(2011) showed that the RIM1 and RIM2 PDZ domains directly bind to the C-terminal sequences of the P/Q- and N-type Ca2+ channel α subunits and that the PDZ domain was required to rescue the decreased Ca2+ transients and the abnormal Ca2+ channel localization. In addition, the proline-rich domain of RIM1/2 was also necessary for the rescue, suggesting that a tripartite interaction between RIM1/2, RIM-BPs (which bind to the proline-rich

domain of RIMs; Hibino et al., 2002) and the Ca2+ channel α subunits is critical for holding Ca2+ channel at the active zone. This, together with the present work, identifies RIM1/2 as a presynaptic scaffolding proteins with a clear role in maintaining a high Ca2+ channel density at the presynaptic active zone. Previous work

has suggested a role for Bruchpilot, a Drosophila gene related to ELKS/CAST proteins, in maintaining presynaptic Ca2+ selleck chemicals channel density and structural entirety at Drosophila presynaptic active zones ( Kittel et al., 2006). Conditional removal of RIM1/2 did not significantly change the relative contribution of P/Q-type and N-type channels to the total presynaptic Ca2+ current, despite a strongly reduced total Ca2+ current. Anti-infection Compound Library This finding is different to the situation in P/Q-type (α1A subunit) KO mice (Jun et al., 1999), in which a strong compensatory upregulation of presynaptic N-type channels was observed at the calyx of Held (Inchauspe et al., 2004 and Ishikawa et al., 2005). Thus, in the absence of RIM1/2, N-type Ca2+ channels are not capable of compensating for the missing P/Q-type channels; therefore, the absence of RIM1/2 probably affects both Ca2+ channel α subunits equally. The calyx synapse has been an ideal preparation to functionally define a fast and a slow subpool of the readily releasable pool Org 27569 (Sakaba and Neher, 2001, Wölfel et al., 2007 and Wadel et al., 2007; see Neher, 2006 for a review). Here, we find that conditional removal of all major RIM isoforms leads to a strong, ∼70% decrease of the readily releasable pool size as defined by various types of pool-depleting Ca2+ stimuli (Figure 3, Figure 4 and Figure 5).
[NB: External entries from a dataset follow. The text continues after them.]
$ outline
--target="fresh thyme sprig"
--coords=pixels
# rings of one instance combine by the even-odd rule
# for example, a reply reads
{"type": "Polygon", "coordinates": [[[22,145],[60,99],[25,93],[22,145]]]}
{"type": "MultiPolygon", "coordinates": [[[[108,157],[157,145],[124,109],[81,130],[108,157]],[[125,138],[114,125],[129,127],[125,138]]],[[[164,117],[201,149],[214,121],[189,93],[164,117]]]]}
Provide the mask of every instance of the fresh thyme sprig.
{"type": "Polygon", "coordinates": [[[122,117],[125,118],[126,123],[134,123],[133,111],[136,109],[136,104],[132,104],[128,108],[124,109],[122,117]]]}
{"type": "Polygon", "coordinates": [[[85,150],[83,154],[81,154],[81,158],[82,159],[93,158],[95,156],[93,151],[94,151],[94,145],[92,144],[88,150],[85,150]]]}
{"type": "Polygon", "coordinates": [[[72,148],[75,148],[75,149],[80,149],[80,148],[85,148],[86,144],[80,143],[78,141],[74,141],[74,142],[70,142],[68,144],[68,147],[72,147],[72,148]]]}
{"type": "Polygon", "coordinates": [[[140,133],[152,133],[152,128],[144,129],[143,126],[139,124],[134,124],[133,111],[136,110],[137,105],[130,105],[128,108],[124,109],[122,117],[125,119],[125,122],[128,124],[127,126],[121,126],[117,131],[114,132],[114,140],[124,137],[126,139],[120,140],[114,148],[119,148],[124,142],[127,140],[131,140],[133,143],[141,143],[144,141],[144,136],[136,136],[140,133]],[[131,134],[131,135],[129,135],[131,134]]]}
Importantly, we found a very similar decrease of the number of docked vesicles at the active zone (by ∼70%; Figure 6), demonstrating a genetic manipulation that leads to a parallel decrease in the number of docked vesicles and of the readily releasable pool size determined functionally. Thus, at the calyx of Held, the amount of vesicle docking seems to determine the size of the readily releasable pool. This conclusion is further supported by the reasonable quantitative agreement between the number of docked vesicles on the one hand (∼seven docked vesicle per active zone ∗ 500 ≈3500; assuming that a calyx has ∼500 active zones; Sätzler et al., 2002 and Taschenberger et al., 2002), and the sum of FRP and SRP vesicles on the other hand (∼3000–3500; see Figure 5).